I certainly don't want to sound like a ____ but this is incorrect. You absolutely can't retry a person for the same "incident" once the first witness is sworn in. Prior to the first witness if the perp confesses to additional crimes or new evidence comes to light yes, after the trial effectively begins it's a wrap. The government is allowed 1 prosecution per "crime". If you kill someone and you are prosecuted for breaking and entering and the trial begins you can not be charged with murder as that is literally the definition of double jeopardy (subject to loss of freedom more than once for the same incident).
See below especially the bolded sections for clarity on this.
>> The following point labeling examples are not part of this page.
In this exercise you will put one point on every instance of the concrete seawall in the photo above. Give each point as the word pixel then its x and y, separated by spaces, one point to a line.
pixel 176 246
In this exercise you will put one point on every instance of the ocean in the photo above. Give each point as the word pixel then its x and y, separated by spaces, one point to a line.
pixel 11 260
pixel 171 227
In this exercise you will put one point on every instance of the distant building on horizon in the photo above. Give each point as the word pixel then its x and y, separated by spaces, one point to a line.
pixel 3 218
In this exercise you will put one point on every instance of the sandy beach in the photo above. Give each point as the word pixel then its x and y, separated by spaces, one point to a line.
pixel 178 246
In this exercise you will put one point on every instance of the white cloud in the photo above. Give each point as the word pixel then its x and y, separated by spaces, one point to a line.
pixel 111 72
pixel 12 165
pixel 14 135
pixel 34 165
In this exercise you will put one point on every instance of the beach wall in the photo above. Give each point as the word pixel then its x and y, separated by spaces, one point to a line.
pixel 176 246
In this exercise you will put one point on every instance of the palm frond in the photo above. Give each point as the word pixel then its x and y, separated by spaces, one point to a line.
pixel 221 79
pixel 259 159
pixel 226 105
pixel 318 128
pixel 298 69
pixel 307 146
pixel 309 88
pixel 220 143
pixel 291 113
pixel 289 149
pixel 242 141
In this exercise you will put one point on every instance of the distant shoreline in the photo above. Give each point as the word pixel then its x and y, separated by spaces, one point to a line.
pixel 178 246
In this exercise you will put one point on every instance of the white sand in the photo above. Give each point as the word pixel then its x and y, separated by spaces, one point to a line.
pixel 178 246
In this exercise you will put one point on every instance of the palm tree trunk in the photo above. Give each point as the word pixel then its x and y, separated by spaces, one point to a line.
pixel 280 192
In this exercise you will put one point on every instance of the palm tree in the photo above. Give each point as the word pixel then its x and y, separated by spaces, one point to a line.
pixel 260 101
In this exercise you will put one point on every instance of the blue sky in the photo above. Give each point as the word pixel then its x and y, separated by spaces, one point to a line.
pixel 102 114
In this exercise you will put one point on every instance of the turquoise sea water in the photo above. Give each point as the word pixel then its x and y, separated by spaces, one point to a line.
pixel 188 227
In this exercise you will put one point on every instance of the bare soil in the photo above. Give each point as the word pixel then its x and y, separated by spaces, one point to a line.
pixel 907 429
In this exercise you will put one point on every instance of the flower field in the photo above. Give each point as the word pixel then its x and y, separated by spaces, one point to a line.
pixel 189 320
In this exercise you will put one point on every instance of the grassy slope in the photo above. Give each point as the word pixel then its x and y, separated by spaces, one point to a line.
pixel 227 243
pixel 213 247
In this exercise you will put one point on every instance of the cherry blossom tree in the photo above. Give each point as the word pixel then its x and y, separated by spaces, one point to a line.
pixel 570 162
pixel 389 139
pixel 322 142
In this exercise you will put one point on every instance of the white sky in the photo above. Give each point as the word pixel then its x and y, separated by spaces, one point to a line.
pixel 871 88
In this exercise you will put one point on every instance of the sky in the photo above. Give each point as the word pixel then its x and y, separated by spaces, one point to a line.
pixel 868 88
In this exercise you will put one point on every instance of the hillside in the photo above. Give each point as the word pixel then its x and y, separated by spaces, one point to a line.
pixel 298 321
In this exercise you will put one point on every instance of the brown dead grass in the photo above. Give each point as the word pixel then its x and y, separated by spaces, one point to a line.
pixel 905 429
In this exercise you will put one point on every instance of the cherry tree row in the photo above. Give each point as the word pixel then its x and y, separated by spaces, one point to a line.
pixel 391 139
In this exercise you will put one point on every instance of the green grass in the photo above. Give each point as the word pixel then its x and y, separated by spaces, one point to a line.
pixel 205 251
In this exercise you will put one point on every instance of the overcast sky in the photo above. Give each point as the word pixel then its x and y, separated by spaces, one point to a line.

The U.S. Supreme Court curbed this discretion in Blockburger v. United States, 284 U.S. 299, 52 S. Ct. 180, 76 L. Ed. 306(1932), in which it wrote that the government may prosecute an individual for more than one offense stemming from a single course of conduct only when each offense requires proof of a fact that the other offenses do not require. Blockburger requires courts to examine the elements of each offense as they are delineated by statute, without regard to the actual evidence that will be introduced at trial. The prosecution has the burden of demonstrating that within a pair or group of offenses, each has at least one mutually exclusive element. If any one offense is wholly subsumed by another, such as a lesser included offense, the two offenses are deemed to be the same, and punishment is allowed for only one.